Nel caso in cui il proprietario non accetti l’indennità provvisoria offerta entro il termine di 30 giorni, l’ente espropriante deve dare notizia al proprietario delle modalità per la fissazione definitiva dell’indennità di esproprio. È bene infatti ribadire che l’indennità provvisoria costituisce l’effettiva indennità di esproprio solo in caso di accettazione della stessa, diversamente il proprietario ha il diritto a che sia calcolata l’indennità definitiva.

Le procedure per la determinazione dell’indennità definitiva sono:

Commissione tecnico-arbitrale

Entro 20 giorni dalla comunicazione della possibilità di avvalersi di tale strumento il proprietario espropriato può nominare un tecnico di propria fiducia.

Tale tecnico viene quindi affiancato da un tecnico indicato dall’ente espropriante e da un terzo tecnico incaricato dal Presidente del Tribunale su istanza del proprietario o dell’ente. La commissione così composta redige quindi una perizia di stima del bene espropriato e valuta tutti gli ulteriori eventuali danni subiti dal proprietario a seguito dell’espropriazione.

Alle operazioni di tale collegio il proprietario ha diritto di assistere personalmente o per il tramite di un suo avvocato ed ha la possibilità di presentare osservazioni orali o scritte.

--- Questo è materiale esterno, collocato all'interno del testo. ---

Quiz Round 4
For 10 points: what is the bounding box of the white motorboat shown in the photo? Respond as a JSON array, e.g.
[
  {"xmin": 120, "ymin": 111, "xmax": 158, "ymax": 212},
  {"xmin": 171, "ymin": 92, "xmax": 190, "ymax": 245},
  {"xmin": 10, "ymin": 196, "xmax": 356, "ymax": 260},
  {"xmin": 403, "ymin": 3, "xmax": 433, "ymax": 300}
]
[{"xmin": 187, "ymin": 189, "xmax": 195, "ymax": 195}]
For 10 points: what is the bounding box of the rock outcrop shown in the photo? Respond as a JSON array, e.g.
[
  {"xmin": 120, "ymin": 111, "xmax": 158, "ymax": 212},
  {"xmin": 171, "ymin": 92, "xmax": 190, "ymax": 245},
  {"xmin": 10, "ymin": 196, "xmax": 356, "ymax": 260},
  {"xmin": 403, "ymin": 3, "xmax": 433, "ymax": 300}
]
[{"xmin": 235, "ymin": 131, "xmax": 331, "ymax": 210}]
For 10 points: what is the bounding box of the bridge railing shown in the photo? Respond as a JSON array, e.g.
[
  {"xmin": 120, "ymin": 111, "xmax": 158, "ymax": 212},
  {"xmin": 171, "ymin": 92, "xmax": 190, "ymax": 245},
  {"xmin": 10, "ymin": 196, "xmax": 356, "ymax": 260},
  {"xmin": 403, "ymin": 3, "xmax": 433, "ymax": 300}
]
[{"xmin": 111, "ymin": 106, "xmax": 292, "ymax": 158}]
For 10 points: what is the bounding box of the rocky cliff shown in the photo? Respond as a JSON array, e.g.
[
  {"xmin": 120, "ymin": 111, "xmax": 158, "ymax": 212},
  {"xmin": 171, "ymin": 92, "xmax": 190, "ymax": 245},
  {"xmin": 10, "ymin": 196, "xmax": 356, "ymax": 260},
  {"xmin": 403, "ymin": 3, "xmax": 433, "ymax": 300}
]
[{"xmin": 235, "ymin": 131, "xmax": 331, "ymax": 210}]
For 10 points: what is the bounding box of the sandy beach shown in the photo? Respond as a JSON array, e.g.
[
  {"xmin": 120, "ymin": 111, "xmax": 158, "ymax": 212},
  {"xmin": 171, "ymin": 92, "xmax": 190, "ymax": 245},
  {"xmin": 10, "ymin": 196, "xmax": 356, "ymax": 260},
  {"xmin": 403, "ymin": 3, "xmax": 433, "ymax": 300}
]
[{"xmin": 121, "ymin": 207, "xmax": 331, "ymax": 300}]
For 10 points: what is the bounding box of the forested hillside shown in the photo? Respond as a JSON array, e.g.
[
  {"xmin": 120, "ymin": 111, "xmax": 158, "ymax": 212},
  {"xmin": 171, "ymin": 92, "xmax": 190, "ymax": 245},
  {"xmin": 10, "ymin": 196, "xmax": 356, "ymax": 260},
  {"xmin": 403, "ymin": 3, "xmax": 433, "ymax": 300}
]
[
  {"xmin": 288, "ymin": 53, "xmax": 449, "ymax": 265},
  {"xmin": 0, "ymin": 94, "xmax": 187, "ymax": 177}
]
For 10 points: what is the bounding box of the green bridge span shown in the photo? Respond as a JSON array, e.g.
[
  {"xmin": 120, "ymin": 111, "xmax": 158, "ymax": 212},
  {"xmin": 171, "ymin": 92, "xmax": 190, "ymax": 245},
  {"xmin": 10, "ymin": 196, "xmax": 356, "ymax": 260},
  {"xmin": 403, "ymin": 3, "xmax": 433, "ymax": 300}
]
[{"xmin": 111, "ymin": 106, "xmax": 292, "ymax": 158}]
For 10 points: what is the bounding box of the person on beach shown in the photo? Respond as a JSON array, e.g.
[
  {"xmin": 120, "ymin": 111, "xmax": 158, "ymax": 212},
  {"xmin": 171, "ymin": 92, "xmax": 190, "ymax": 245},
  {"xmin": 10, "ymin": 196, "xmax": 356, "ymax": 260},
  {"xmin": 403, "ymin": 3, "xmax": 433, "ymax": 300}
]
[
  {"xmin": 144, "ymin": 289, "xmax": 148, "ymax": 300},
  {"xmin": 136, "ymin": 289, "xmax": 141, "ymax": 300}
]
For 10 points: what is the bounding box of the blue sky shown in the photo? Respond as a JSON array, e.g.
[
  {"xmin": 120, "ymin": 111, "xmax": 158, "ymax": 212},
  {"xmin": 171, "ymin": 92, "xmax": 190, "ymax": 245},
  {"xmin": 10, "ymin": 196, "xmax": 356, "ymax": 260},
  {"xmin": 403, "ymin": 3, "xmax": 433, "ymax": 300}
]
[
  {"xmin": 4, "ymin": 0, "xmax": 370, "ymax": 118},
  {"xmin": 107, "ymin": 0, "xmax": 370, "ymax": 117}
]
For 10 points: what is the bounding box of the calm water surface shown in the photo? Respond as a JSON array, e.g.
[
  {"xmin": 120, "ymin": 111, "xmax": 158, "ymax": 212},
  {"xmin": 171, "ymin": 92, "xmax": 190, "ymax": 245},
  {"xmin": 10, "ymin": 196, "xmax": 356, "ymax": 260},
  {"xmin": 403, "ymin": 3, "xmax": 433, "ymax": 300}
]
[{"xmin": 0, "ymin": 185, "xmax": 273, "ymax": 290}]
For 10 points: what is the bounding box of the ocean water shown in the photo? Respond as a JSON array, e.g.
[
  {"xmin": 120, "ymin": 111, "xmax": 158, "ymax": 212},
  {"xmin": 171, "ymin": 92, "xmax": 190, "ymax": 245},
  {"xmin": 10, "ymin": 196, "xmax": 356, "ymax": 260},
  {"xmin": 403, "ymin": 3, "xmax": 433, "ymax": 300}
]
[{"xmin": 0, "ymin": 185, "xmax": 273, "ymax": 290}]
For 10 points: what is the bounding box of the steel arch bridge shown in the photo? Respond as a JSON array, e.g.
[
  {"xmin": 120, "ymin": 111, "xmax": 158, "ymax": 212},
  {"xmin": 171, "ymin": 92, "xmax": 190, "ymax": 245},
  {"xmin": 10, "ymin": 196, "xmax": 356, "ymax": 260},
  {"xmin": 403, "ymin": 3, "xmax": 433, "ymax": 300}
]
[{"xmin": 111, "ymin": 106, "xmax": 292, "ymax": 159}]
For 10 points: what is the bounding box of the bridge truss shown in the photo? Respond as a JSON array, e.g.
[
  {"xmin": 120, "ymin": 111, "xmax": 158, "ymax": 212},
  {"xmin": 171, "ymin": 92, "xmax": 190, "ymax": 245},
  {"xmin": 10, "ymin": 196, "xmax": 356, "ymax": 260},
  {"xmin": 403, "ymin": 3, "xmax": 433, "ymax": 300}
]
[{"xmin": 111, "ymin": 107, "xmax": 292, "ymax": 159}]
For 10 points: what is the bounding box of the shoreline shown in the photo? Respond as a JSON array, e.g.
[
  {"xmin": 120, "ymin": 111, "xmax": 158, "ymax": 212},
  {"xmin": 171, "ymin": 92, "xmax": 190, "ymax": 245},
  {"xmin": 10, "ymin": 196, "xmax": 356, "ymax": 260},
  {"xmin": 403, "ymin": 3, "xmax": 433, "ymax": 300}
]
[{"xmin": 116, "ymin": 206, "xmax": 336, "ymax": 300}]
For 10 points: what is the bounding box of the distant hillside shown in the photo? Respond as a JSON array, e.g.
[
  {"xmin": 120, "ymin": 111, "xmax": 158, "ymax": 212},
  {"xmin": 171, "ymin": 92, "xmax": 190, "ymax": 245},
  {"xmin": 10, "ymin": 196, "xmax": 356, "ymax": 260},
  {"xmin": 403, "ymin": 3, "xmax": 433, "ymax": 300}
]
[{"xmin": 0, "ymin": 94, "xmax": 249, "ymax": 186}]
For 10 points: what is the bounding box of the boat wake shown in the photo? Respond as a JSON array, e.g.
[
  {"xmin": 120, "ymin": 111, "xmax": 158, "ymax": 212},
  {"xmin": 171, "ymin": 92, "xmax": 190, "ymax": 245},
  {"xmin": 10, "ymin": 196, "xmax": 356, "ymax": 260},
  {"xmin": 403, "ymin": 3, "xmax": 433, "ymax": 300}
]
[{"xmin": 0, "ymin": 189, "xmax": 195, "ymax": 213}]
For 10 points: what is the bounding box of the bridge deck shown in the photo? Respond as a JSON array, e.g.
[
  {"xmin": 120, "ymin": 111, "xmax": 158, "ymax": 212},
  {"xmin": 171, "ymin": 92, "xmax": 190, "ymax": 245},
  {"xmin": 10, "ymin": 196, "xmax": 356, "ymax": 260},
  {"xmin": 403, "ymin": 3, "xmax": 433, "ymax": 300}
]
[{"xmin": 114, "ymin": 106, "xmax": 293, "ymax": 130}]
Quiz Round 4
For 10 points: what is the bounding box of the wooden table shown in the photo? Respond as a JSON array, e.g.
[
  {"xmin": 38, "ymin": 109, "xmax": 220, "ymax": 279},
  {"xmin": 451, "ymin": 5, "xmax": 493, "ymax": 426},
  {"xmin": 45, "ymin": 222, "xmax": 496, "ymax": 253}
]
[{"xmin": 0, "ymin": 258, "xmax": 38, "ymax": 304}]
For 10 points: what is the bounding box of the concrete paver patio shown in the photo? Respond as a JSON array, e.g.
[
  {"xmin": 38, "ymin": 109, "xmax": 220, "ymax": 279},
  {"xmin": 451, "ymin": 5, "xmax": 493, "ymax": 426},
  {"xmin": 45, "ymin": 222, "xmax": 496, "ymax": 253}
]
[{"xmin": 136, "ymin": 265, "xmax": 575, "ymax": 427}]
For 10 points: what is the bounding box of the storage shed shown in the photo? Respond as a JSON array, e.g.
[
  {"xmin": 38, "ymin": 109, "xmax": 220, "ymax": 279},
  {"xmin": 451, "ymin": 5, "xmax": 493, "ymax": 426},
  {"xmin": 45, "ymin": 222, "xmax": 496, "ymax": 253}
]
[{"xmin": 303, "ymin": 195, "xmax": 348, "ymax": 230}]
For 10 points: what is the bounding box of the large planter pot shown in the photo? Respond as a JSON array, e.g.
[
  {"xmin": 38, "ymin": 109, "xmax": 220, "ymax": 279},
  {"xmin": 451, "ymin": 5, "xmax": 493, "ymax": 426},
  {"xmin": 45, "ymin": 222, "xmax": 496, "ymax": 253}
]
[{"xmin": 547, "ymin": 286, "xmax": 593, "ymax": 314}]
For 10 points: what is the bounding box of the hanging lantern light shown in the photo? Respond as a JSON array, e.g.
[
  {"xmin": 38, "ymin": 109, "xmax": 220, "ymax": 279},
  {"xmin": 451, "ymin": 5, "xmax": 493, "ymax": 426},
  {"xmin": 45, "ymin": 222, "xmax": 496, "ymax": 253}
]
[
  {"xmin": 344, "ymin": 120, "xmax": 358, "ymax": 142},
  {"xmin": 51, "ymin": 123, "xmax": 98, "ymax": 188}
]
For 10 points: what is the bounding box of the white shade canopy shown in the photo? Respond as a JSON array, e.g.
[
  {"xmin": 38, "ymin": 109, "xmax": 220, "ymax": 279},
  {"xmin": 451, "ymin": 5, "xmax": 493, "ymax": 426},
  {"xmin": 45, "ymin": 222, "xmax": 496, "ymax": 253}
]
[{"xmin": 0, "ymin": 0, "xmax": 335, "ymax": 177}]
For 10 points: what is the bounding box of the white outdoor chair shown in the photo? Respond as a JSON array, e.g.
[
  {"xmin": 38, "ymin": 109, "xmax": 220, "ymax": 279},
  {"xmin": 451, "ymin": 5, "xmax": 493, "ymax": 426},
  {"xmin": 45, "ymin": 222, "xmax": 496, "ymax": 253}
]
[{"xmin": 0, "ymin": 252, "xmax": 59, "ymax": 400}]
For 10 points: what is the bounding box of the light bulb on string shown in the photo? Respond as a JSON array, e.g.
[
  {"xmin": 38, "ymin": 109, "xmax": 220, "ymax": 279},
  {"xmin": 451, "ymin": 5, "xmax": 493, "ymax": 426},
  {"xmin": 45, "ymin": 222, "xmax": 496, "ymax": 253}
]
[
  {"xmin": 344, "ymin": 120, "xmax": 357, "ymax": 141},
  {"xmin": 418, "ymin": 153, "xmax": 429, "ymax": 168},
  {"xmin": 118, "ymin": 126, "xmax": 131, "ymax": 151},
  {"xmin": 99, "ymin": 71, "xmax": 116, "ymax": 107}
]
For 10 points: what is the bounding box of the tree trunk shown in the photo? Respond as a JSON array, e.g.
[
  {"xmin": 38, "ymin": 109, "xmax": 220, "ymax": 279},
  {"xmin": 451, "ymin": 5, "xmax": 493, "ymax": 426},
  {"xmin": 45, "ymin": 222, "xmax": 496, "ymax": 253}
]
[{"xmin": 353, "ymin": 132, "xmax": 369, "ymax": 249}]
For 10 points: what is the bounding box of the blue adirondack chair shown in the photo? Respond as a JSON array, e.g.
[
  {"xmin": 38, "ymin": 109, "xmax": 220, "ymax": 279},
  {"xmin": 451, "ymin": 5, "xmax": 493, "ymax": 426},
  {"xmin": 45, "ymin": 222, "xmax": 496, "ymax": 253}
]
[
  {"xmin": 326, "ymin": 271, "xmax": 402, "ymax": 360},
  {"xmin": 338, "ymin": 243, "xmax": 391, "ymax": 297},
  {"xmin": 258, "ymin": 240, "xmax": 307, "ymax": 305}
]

Di fatto si stabilisce un contraddittorio all’interno di tali commissioni, nel quale il proprietario è ben tutelato e rappresentato. È ovviamente assolutamente consigliabile che il proprietario non partecipi direttamente ma nomini un legale specificamente preparato nella materia delle espropriazioni per pubblica utilità.

Elemento di primaria importanza è che le spese di tale collegio, ivi comprese quelle relative al tecnico nominato da proprietario, sono di fatto sempre a totale carico dell’ente espropriante, infatti:

  • sono a carico dell’ente espropriante se l’indennità definitiva stimata dal collegio è di almeno il 10% maggiore dell’indennità provvisoria offerta dall’ente;
  • Sono suddivise a metà tra il proprietario e l’ente se l’indennità definitiva è superiore dell’indennità provvisoria di meno del 10%;
  • Sono a carico del proprietario se l’indennità definitiva stimata dal collegio è inferiore all’indennità provvisoria offerta.

Commissione provinciale espropri

Qualora il proprietario non dichiari di volersi avvalere di una commissione tecnico arbitrale, per la fissazione dell’indennità definitiva viene nominata dal Presidente della Provincia una Commissione a composizione tendenzialmente politica. La Commissione è infatti composta in parte da membri direttamente nominate dal Presidente della Provincia, in parte da membri indicati dalle associazioni di categoria dei coltivatori e degli imprenditori agricoli. Tale commissione procede quindi alla stima dell’indennità definitiva di esproprio, attenendosi di norma a criteri piuttosto rigidi e restrittivi.

In entrambi i casi la stima definitiva è appellabile in Corte di Appello.